La Silicon Valley sta finalmente riuscendo laddove il governo USA da solo—in particolare il progetto “Think Again, Turn Away”, che pensava di sottrarre reclute all’Isis con dei messaggi che portavano impresso il marchio governativo—aveva fallito. Il cambio di strategia si è basato soprattutto sul coinvolgimento attivo di leader islamici moderati, scuole, ospedali, ONG che operano direttamente nei territori più caldi. A loro, gli Stati Uniti offrono supporto tecnico ed economico per produrre i video che verranno poi visualizzati dalle aspiranti reclute, dopo esservi state condotte attraverso i link di Google. Così, nessuno dovrebbe accorgersi che il tutto è orchestrato dal governo USA.

Se ne parla oggi perché Google sta diffondendo i primi risultati del progetto, ma la cosa è nota almeno da febbraio 2016, quando il direttore della comunicazione di Google, Anthony House, aveva improvvidamente annunciato: “Stiamo lavorando perché su internet emerga una narrativa contraria all’Isis.” Oggi vediamo i risultati di quel programma; così come vediamo i risultati della “caccia al terrorista” condotta da Twitter.

Due mesi fa, Twitter ha infatti annunciato che il traffico a favore dello Stato Islamico era crollato del 45%. Dietro a questo importante risultato c’era sempre il governo Usa e la sua agenzia Global Engagement Center, guidata da Michael Lumpkin, che si occupa di tutta la comunicazione online anti-terroristica.

Su Twitter, ovviamente, il meccanismo per contrastare la propaganda dell’Isis è diverso: anche in questo caso si sfruttano associazioni e figure credibili del mondo arabo ma allo scopo di diffondere, per esempio, grafici e mappe che mostrano le difficoltà sul campo dell’Isis, video che mostrano quanto sia dura la vita nel califfato, come le donne vengano maltrattate, come vengano privati della loro innocenza i bambini e altro ancora. Sempre evitando che si capisca chi c’è dietro a tutto ciò.

Il risultato è che, oggi, per ogni contenuto pro-Isis su Twitter ce ne sono sei contro e che la media dei follower degli account legati ai terroristi islamici è passata da 1.500 a 300.

Chi ci può garantire che, in futuro, ogni nostra ricerca su Google non venga inondata da messaggi che diffondono una narrativa comoda ai governi?

Le due strategie, quella su Twitter e quella su Google, sono però molto diverse. La prima si occupa esclusivamente di diffondere sui social network messaggi legati a una certa narrativa.
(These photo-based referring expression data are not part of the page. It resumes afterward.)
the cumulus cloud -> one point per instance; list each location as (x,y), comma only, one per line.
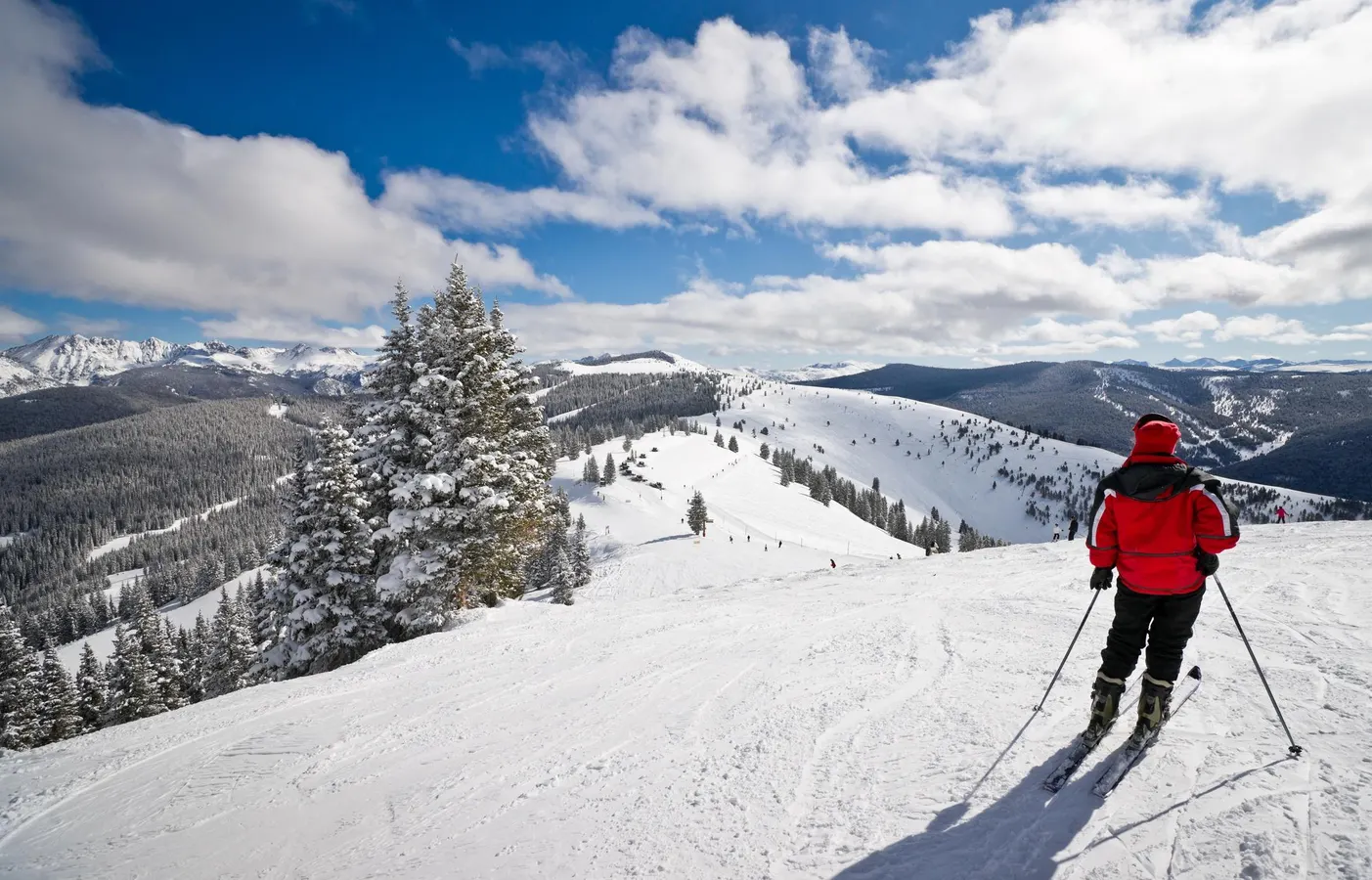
(293,330)
(1188,329)
(16,327)
(110,203)
(939,298)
Su Google, invece, si tratta di selezionare contenuti ad hoc che appaiono in seguito a determinate ricerche.

Oggi, questo, avviene per contrastare l’Isis, quindi nessuno si sogna di dire che “non si deve fare”. Magari qualche voce critica in più si leverà visto che (come si è già saputo) questa strategia non si limiterà a combattere i terroristi stranieri: “durante la fase due ci concentreremo sull’estrema destra violenta in America. Siamo consci del fatto che l’estremismo non riguarda solo lo Stato Islamico”, ha detto Ross Frenett, co-fondatore della start-up londinese Moonshot CVE, partner di Jigsaw in questo progetto, durante il già citato un evento al Brookings Institute.
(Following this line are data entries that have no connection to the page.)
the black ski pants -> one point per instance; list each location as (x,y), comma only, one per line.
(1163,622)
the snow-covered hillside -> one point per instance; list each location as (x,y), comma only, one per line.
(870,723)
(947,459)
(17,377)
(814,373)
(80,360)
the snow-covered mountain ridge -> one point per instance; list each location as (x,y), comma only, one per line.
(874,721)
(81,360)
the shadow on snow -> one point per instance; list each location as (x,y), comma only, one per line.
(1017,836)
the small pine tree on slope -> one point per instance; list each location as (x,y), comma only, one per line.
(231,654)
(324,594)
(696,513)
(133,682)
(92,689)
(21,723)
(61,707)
Prima la lotta di Google all’Isis, poi la lotta di Google all’estrema destra violenta. Forse, un domani, Google e il governo USA prenderanno di mira i “comunisti” e poi i socialisti elettori di Bernie Sanders. E chi ci può garantire che, tra qualche tempo, ogni nostra ricerca su Google che non sia conforme allo status quo non venga inondata da messaggi che diffondono una narrativa comoda ai governi? Non è detto che le cose debbano andare così, ma il rischio c’è.

A quanto pare, la Silicon Valley ha fatto almeno parzialmente marcia indietro rispetto a qualche mese fa, quando rifiutava sdegnosamente di manomettere i propri algoritmi per combattere lo Stato Islamico: “Se accettiamo di mostrare un risultato invece che un altro su richiesta del governo USA”, diceva un anomino rappresentante (di Google?) a BuzzFeed News, “che cosa fermerà le altre nazioni dal farci la stessa richiesta? Che cosa impedirà a certi paesi di modellare in base alla loro agenda i risultati delle ricerche fatte dai loro cittadini?”.

E infatti, i risultati delle ricerche non vengono ancora modificati: vengono mostrate delle pubblicità accanto ai risultati originali. Ma fino a quando andrà avanti questa distinzione? La sensazione è che il vaso di Pandora si sia cominciato ad aprire.